He who would stir us now by fiction must either give us an en-
tirely new background or reveal to us the soul of man in its innermost
workings. The first is for the moment being done for us by Mr.
Rudyard Kipling. As one turns over the pages of his Plain Tales from
the Hills, one feels as if one were seated under a palm-tree reading life
by superb flashes of vulgarity. The jaded, second-rate Anglo-Indians
are in exquisite incongruity with their surroundings. The mere lack
of style in the story-teller gives an odd journalistic realism to what he
tells us. From the point of view of literature Mr.
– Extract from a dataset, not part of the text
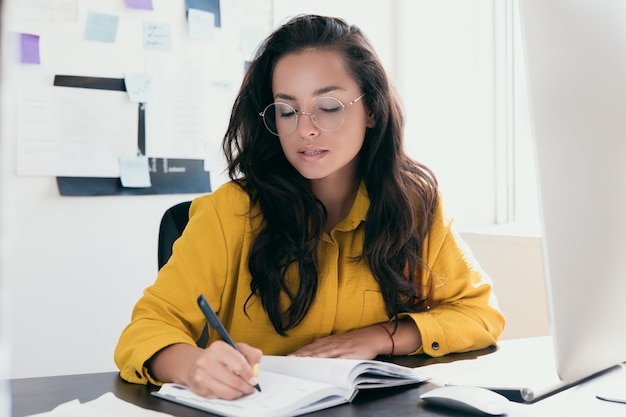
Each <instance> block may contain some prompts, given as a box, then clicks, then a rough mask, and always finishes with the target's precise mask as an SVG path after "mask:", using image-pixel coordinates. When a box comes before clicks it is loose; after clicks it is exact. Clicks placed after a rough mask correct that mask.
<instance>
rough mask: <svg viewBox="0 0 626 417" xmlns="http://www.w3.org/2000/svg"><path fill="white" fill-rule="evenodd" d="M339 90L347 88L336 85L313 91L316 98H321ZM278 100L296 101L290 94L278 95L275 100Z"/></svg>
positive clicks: (333, 85)
mask: <svg viewBox="0 0 626 417" xmlns="http://www.w3.org/2000/svg"><path fill="white" fill-rule="evenodd" d="M337 90H342V91H343V90H345V88H343V87H339V86H336V85H329V86H328V87H322V88H318V89H317V90H314V91H313V95H314V96H316V97H319V96H323V95H324V94H328V93H330V92H332V91H337ZM277 98H282V99H283V100H289V101H296V98H295V97H294V96H292V95H290V94H285V93H276V95H275V96H274V100H276V99H277Z"/></svg>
Kipling is a genius
who drops his aspirates. From the point of view of life, he is a reporter
who knows vulgarity better than anyone has ever known it. Dickens
knew its clothes [and its comedy]. Mr. Kipling knows its essence [and
its seriousness]. He is our first authority on the second-rate [and has
seen marvellous things through keyholes, and his backgrounds are real
works of art].
… There is no reason why Mr. Rudyard Kipling should not select
vulgarity as his subject-matter, or part of it. For a realistic artist,
certainly, vulgarity is a most admirable subject. How far Mr. Kipling’s
stories really mirror Anglo-Indian society I have no idea at all, nor,
indeed, am I ever much interested in any correspondence between art
and nature. It seems to me a matter of entirely secondary importance.